Opinion: American Democracy and Covid-19 Penetrate Trump’s Walls of Privilege

Despite Trump’s best efforts to assume privilege from laws and icky peasant illnesses like COVID-19, the pesky features of democracy penetrate his walls.

In two days, three people within Trump’s inner circle tested positive for COVID-19. News broke late Friday night that his daughter Ivanka’s personal assistant  tested positive. Also testing positive is Trump’s valet, but maybe Trump can just get someone else to serve him Diet Coke and Chicken McNuggets.

Katie Miller,  however, is uniquely positioned to pierce Trump’s protective wall. She is the Vice President’s spokeswoman and wife of Trump’s most influential policy person, Stephen Miller. Yes, the guy who likes to declare immigrants a public health hazard.

Yet anyone Katie is in close proximity to is in danger of being infected and thus poses a greater danger to public health than any immigrant ever will. There’s no shortage of irony in that.

If one believes in karma, it becomes tempting to see a cause and effect between a former Trump aide comparing Mike Flynn with Nelson Mandela  and the slew of Covid-19 diagnoses within the White House over the past couple of days.

Events this week made two facts equally real to us: Trump is a threat to democracy and no amount of privilege and walls can prevent Covid-19 from touching your life.

There are days when it’s hard to believe that we’ll ever see anything better than the hell we’re in. Certainly, the moment the DOJ announced it will seek to drop charges against Mike Flynn was one of those moments for me.

The Trump/Barr position on the Flynn case is about the law protecting privilege. As such, it was another assault leveled against the rule of law by Trump and the Attorney-General, who believe the law serves two functions: to protect the privileged and to oppress everyone else.

Another case made the point just as forcefully, specifically, ICE’s refusal to grant a green card to a doctor who took leave from her job as a professor so she could treat Covid-19 patients.

In the Flynn case, betraying America doesn’t result in legal consequences, because the traitor has the president’s ear. In the other case, no amount of heroism will prevent banishment solely because of where you were born.

The one person who could prevent Trump and AG Barr from suffocating the rule of law is Judge Emmet Sullivan, who is about to sentence Flynn. Based on what I’ve seen from lawyers who know the judge’s history far better than I, he is unlikely to give Flynn a get out of legal accountability card.  Then there’s the fact that Judge Sullivan told Flynn “Arguably, you sold your country out”.

That’s the rule of law, the cornerstone of our democracy, penetrating Trump’s walls of privilege. It’s why I’m passionate about the law and the institutions that make it function. The rule of law is not only about prosecuting the bad guys. It’s about protecting the rights and dignity of people who are routinely marginalized, typically doing the heavy work and begrudged even the minimum of dignity, respect and ability to survive. Even now, essential workers are the people who are highest at risk for Covid-19 and have the least protection, while the White House, which is at lowest risk, has the most protection.

Yet no matter how many walls Trump puts up, and no matter how much happy talk he gives, the Covid-19 virus will not only stay around; it will also get to him and his.

This is that broken clock moment when I tell you that Trump reacted the right way. Now, his staff will have to wear the very masks he poo-pooed because they would make him look silly – as if he needs help with that.

We also know from reporting about Katie Miller that White House staff and of course, the president and Vice President, are tested daily. This is how it should be, but not because of who they are. It’s because the Covid-19 virus infects anyone.

The fact is, Trump can yell all he wants at his staff for not protecting him. He must face for the first time a reality as harsh as it is for Americans who can never enjoy his condition of privilege. He could have avoided this vulnerability if he valued Americans enough to make fast testing available to everyone as needed.

Between these tests and Judge Sullivan’s bench, the rule of law and the rule of COVID-19 weirdly came together to invade Trump’s dream world with two large doses of reality.
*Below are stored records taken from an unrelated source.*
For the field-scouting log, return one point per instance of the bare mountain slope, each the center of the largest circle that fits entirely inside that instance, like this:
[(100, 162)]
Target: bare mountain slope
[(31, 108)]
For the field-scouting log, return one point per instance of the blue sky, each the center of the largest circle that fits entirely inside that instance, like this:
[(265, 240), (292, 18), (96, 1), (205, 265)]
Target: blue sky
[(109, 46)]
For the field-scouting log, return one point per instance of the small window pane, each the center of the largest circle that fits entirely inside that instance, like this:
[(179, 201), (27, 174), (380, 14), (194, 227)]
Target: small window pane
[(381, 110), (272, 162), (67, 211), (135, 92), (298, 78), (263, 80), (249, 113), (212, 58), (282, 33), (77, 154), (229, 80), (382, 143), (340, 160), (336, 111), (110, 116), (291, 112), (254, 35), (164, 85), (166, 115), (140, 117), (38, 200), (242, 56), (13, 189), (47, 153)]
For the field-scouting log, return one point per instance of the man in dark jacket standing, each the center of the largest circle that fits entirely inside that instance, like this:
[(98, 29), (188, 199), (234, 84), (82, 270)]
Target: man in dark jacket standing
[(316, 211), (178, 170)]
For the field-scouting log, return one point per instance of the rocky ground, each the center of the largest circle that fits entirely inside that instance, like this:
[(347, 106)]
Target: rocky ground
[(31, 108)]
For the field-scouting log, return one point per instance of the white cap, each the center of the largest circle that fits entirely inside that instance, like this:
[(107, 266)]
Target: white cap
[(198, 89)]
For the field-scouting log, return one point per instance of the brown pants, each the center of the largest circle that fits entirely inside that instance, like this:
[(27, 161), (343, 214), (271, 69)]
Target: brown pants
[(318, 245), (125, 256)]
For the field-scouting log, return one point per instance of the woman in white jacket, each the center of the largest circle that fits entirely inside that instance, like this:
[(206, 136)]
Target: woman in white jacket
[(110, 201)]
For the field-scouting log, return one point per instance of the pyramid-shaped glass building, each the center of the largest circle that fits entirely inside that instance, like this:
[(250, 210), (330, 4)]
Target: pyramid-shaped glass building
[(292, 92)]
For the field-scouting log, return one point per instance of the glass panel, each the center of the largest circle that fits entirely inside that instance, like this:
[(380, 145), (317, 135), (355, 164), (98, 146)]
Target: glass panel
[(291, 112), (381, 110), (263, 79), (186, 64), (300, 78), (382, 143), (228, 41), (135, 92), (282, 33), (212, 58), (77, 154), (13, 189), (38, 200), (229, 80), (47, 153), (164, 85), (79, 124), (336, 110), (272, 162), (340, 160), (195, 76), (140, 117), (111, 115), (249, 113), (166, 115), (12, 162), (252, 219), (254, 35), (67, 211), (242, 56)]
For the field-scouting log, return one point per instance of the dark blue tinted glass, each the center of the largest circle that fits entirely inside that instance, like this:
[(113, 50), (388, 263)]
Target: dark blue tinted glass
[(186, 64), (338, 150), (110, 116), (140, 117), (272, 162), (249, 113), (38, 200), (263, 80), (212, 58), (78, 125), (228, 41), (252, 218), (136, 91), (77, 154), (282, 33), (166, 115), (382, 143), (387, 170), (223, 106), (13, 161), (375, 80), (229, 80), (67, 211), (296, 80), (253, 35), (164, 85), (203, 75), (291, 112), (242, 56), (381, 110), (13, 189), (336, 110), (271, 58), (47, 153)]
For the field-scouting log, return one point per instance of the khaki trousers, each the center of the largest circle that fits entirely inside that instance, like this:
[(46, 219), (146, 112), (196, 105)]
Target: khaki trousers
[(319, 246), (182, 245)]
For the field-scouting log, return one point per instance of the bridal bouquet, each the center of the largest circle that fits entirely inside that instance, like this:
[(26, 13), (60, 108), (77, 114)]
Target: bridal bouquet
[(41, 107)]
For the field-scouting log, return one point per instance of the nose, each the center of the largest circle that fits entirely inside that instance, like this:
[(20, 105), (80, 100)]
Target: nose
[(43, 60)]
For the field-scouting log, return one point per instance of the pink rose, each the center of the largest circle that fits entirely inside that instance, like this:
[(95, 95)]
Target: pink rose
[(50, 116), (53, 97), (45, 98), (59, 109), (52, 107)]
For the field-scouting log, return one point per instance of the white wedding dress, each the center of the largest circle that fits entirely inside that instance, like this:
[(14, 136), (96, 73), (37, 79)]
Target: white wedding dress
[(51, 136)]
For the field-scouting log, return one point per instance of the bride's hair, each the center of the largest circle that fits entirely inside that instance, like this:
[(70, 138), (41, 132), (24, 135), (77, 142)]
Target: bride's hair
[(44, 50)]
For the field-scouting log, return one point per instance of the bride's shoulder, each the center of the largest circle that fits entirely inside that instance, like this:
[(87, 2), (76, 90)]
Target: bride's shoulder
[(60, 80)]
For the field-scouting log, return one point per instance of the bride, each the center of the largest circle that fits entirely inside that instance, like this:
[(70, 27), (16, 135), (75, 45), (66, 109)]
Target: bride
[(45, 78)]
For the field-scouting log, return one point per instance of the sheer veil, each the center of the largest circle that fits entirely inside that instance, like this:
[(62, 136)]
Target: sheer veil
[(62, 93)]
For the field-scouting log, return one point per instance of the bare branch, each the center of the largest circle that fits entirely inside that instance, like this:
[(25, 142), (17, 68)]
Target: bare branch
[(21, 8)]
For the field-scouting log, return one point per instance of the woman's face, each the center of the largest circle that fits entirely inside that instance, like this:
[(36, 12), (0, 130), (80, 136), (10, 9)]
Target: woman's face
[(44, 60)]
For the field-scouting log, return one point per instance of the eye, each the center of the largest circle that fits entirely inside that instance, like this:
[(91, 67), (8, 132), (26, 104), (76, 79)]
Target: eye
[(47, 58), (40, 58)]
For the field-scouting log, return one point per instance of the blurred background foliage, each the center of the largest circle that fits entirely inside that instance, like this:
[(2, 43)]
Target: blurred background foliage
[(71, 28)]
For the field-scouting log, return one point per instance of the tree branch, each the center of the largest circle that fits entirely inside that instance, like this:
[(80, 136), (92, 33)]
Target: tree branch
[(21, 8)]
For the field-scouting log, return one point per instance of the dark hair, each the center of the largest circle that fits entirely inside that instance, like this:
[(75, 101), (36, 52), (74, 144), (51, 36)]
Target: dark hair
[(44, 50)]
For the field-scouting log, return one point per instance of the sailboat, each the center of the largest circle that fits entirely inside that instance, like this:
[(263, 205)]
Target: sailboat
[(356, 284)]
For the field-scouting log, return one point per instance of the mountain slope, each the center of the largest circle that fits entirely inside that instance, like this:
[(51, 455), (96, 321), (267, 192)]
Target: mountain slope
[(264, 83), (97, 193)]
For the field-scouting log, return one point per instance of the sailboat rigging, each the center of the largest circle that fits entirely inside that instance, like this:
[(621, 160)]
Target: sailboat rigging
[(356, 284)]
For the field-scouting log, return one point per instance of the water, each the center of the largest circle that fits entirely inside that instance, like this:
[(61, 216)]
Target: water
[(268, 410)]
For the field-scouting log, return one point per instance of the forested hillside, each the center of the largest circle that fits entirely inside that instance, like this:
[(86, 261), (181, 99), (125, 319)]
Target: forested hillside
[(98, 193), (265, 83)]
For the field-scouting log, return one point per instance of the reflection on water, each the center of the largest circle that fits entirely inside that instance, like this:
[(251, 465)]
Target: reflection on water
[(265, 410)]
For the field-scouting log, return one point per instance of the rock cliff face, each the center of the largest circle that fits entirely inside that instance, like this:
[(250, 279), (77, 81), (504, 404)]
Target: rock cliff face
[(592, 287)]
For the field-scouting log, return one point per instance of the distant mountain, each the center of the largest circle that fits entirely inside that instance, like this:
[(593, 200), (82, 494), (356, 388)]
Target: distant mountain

We shouldn’t be under any illusion that Trump will suddenly become empathetic or capable of thinking of anyone else for a single minute. He proved himself incapable of such traits when he continued the happy talk as we reached and passed the one millionth person to test positive for the Covid-19 virus. He proved callous when deaths reached 75,000 and he still remained determined to put marginalized and vulnerable people at risk again so the economy can “re-open”.

It’s doubtful that Trump will understand that saving himself means saving us, too. Indeed, his self-centered policy – not his ignorance or unwillingness to face the problem – is why personal protective equipment was available to his staff but not health care workers. Though other elements of government eventually moved PPE where it had to go, special treatment at the White House was a privilege. That privilege is as undeserved as the privilege of a toady beating a felony rap. But in time, the rule of law will take care of that.

The rule of law will hold him responsible for causing deaths too.